「感謝の気持ち」が沸き起こることはあるのか?

 

録画していたNHKの対談番組を観た。

www.nhk.or.jp

 

「104歳の芸術家 篠田さん」と「103歳の医師 日野原さん」の対談である。

 

この二人は篠田さんが言うように、正反対の考え方をしているようだが

僕は篠田さんの考え方に非常に共感した。

 

岡本太郎もそうだが、芸術家の自由というか自立した考え方に共感することが多い。

 

 

その中で、特に聞けてよかったなーと思ったのが、篠田さんの

「自分にはあまり感謝の気持ちがない」という言葉だ。

 

ここだけを切り取ると、冷たい人間なのかと思ってしまうが、

その言葉の背景には「人間は皆、あるがままに生きている」という考え方がある。

 

人間はそれぞれ好きなように行動していて、その結果、他の人が助けられたりすることもあるが、それはあくまで自然な成り行きの結果であって「感謝の念を抱く」ということもないのではないか、ということだ。

 

 

僕自身も、こんな匿名のブログでしか言えないが、あまり感謝の気持ちを抱いたことがない。

 

感謝の気持ちがないことに対して、「自分は冷たい人間なのか」とここ最近は悩んでいたが、篠田さんの言葉を聞いて安心した。

 

 

もちろん何かをしてもらったら僕も礼儀として「ありがとう」と言うようにはしている。

 

これは「相手のための嘘」に近いもので、たとえ本心でなかったとしても「ありがとう」と言われたら嬉しいし、相手が「自分のやったことは良かったんだ」納得できるから「ありがとう」と伝えるようにしている。

 

 

ふと思ったが、感謝というのは気持ちよりも「マナー」に近いのかもしれない。

 

例をあげるなら、「ありがとう」と伝えることは「お年寄りに席をゆずる」ことに近いものがある。

 

 

混雑したバスの中で立っているのは、いくら若い人でもしんどい。

 

でも、しんどいけど、自分よりもっとしんどい思いをしてるお年寄りがいたら席をゆずる。

 

本心(純粋な気持ち)は「しんどい」だけど、それでも相手のためを思って席をゆずる。

もしくは「人に良く思われたいから」席をゆずるのかもしれない。

 

 

・・・例をあげてみたが言いたいことが言えてない気がする。

 

言いたいのは、大事なのは「感謝の気持ちを持っている」ことではなく、「感謝していることを伝える」ということなのかな。

 

いくら「席をゆずるべきだ」と内心思っていても、結局ゆずっていなければ、意味がないということだ。

 

僕は「ゆずるべきだ」と思ってなくても、気まぐれにゆずってみた人を評価したい。

 

 

ここまで感謝について論じてきたが、感謝の1つ上の概念には「ギブアンドテイク」というものがあると思う。

 

人がうまく人間関係を構築したり、うまく生きていくためには「感謝すべき」というより「ギブアンドテイクすべき」と言いたい。

 

 

よくYahoo!知恵袋などで、「旦那が感謝してくれなくて不満」という主婦の悩み相談をみるが、これは「感謝がないから」というよりも、単に旦那がギブアンドテイクのバランスを崩しているだけだと思う。

 

主婦は家庭の中で、料理や洗濯や掃除をあくせくと行なっているのに、旦那はそれを手伝うこともせず、むしろ「料理がまずい」だのと文句を言う。

 

 

もちろん旦那は経済的な面で家庭を支えているのだから、本来はギブアンドテイクをしているといえる。

 

ただ、主婦は旦那が仕事で努力している姿を見たことがなく、家でふんぞり返ってる姿しかみることがない。

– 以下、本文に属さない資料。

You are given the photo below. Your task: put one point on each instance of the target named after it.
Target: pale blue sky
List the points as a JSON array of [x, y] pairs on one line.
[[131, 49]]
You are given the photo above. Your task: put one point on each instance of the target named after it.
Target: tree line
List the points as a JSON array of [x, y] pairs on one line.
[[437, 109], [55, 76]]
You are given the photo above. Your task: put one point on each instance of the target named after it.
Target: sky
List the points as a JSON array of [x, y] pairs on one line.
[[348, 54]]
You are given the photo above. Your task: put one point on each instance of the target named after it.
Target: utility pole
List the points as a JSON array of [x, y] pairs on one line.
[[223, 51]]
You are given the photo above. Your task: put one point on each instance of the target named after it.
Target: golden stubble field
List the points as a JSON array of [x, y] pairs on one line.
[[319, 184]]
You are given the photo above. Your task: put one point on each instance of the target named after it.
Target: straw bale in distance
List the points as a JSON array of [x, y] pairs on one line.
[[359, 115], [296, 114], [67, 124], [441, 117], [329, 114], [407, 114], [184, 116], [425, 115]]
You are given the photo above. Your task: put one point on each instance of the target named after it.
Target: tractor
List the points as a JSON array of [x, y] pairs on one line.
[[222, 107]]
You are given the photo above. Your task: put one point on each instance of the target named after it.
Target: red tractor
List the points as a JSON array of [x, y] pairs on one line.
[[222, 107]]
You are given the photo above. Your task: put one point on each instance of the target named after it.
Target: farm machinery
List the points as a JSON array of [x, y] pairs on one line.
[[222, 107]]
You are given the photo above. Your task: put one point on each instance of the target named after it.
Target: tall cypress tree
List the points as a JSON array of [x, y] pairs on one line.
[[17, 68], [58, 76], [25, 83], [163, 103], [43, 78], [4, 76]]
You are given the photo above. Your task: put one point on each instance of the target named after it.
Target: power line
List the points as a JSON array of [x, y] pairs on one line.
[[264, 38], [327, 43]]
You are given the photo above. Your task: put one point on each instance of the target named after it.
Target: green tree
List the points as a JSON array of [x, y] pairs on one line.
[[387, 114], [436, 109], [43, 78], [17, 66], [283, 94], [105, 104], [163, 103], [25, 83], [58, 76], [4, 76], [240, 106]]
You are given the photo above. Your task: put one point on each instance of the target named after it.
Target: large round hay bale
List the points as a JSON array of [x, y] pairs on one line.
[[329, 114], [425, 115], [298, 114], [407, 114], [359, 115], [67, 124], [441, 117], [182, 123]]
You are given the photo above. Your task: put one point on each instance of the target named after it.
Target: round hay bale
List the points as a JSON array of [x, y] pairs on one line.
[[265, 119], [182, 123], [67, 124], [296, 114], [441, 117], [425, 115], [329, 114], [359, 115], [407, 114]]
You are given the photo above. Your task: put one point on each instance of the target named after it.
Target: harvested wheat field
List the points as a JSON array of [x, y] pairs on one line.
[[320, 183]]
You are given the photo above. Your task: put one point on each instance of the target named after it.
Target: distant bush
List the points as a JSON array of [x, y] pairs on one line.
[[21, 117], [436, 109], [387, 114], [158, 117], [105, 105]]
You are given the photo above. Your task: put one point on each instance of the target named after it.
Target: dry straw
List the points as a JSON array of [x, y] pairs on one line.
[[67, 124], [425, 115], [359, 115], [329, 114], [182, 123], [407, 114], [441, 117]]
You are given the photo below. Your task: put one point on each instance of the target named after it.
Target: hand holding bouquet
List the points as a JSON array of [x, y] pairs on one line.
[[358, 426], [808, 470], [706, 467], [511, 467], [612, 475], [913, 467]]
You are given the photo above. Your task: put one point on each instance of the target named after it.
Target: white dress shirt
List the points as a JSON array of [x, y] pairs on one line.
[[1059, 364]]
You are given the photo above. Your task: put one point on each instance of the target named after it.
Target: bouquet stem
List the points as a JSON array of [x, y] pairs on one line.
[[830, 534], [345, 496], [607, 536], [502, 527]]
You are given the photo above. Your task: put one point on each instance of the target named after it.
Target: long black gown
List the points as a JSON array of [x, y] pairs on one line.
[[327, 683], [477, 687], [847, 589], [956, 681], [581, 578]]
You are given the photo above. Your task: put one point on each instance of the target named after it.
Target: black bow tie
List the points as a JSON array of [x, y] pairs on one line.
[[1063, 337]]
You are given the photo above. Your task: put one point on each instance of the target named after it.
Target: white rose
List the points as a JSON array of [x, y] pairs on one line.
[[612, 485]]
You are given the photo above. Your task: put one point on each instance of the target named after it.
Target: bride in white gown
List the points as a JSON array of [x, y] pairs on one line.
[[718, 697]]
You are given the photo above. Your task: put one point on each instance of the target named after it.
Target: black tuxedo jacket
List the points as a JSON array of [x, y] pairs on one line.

対して、旦那は主婦の努力を目にしているはずだから、ここで心理的なアンバランスが生じる。

 

客観的にはギブしているけど、主婦目線ではあたかもギブしていないように見えてしまう。

 

だから、旦那は本心からでなくていいから妻に「ありがとう」と伝えるべきなのだ。

関係を壊さないために。

 

 

自分で書いていてかなりスッキリした。

 

「感謝の気持ちを持て」なんて言われてもないものはないんだからどうしようもないと思っていたが、「ギブアンドテイクしろ」と言われたら、誰でも心がけ次第でできると思う。

 

人間が本能を理性で抑えているように、その気持ちはなくともしてもらったことに対してお返しをする。

 

僕はその方がよっぽど人間的だと思うのだ。

 

 

今はまだ感謝の気持ちが沸き起こる感覚を味わったことはないけれど、年をとればそのように感じるようになってくるのかもしれない。

 

他の人にも「感情として、嬉しいとか悲しいとかと同じように、感謝の気持ちを感じたことはある?」と聞いてみたい。

 

ただ下手したら逆に聞き返されて、「冷たい人間だ」と誤解されてしまうかもしれないから、こういう話題こそネットで聞くことなのかもな。

 

そういうわけなので、何かコメントをくだされば喜びます。

 

それでは。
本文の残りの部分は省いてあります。